Another interesting use case Odeal pointed to was a Digital Garage in Japan, which has a product called SETTLENET, which, while currently used by exchanges, Odeal expects to be a much more widely needed banking service over time by exchanging pairs between Liquid Bitcoin (L-BTC) and their Canadian and Japanese yen peg stablecoins.
Fuji Money is yet another one, which is a stablecoin that is backed by Bitcoin itself, and the way that it works is that users who want some access to liquidity on their Bitcoin without relinquishing self-custody can lock some Bitcoin up as collateral and receive some Fuji money as a sort of loan against that collateral. And if the value of Bitcoin goes below a certain threshold, people can claim those vaults.
“What's cool about Liquid is that each of these different systems can have greater or lesser regulatory scrutiny,” or degrees of controls or restrictions on the nature of how the asset is used and still be able to all interoperate smoothly, and a user can choose to bridge across whatever suite of those assets is relevant to their portfolio, without there needing to be any centralized authority, said Odean.
The Future of Tokenization
As we saw, the tokenization service provider Liquid has been gaining a lot of traction thanks to the focus on compliance, confidentiality, and security. But, it is to be expected that the tokenization industry is gaining immense momentum.
Earlier this month, banking behemoth JPMorgan also rolled out its blockchain-based tokenization platform — the Tokenized Collateral Network (TCN) — with asset management giant BlackRock among its inaugural clientele. UBS meanwhile announced the live pilot of a tokenized variable capital company (VCC) fund under the moniker Project Guardian, steered by Singapore's central bank.
Even the Federal Reserve released a comprehensive working paper last month that delves into asset tokenization and estimates their market value at an impressive $2.15 billion as of May 2023. The paper explains that asset tokenization offers access to previously inaccessible or costly markets where investors can acquire shares in specific properties.
Most recently, Brad Jones, Assistant Governor (Financial System) at the Reserve Bank of Australia (RBA), said the future of money is most likely digital, with tokenization having the potential to be a critical part of the future monetary system.
But at the same time, governments around the world are scrambling to find the best way to regulate this new technology, as such projects that use tokens can encounter regulatory hurdles.
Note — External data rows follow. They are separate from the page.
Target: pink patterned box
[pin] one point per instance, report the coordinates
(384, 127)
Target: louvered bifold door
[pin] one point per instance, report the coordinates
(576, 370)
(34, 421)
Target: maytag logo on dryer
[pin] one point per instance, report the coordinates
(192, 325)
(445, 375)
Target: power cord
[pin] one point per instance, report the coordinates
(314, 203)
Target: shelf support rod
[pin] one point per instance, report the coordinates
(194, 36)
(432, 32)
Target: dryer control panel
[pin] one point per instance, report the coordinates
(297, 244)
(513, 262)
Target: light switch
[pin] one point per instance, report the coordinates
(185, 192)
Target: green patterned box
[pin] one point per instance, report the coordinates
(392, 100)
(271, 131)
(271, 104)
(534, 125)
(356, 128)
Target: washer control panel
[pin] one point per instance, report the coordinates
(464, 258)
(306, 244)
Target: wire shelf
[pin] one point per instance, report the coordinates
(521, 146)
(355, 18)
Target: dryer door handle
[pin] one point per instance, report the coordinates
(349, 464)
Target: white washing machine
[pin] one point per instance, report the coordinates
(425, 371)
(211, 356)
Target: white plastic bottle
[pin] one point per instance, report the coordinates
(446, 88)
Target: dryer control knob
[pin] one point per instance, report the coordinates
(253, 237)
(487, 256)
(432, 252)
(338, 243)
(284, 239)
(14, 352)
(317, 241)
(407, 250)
One concern for regulators is how security tokens will remain tethered to their underlying assets. Moreover, many investors want specified protections as well as the ability to seek recourse.
During the Q&A round, when asked about how the regulators view the anonymous counterparties and assets, Odeon explained that the nature of the network is that it doesn't have any knowledge of its counterparties, but the user is entitled to enforce their discretion over what counterparties they want to be allowed in the assets that they issue.
So, if you are issuing an asset and you are concerned about the risk of anonymous counterparties, you can use the AMP system to basically restrict the set of addresses that are allowed to hold your address. This way, the network allows for anonymous interaction. But it's up to the asset issuers what they deem valid interaction for their asset.
Overall, tokenization continues to grow, even in the ongoing bear crypto market. Described by Jenny Johnson, CEO of Franklin Templeton, one of the world's largest asset managers, as akin to “securitization done on steroids,” tokenization is only at its initial phase with STA aiming to attract emerging players to the industry with long-term opportunities.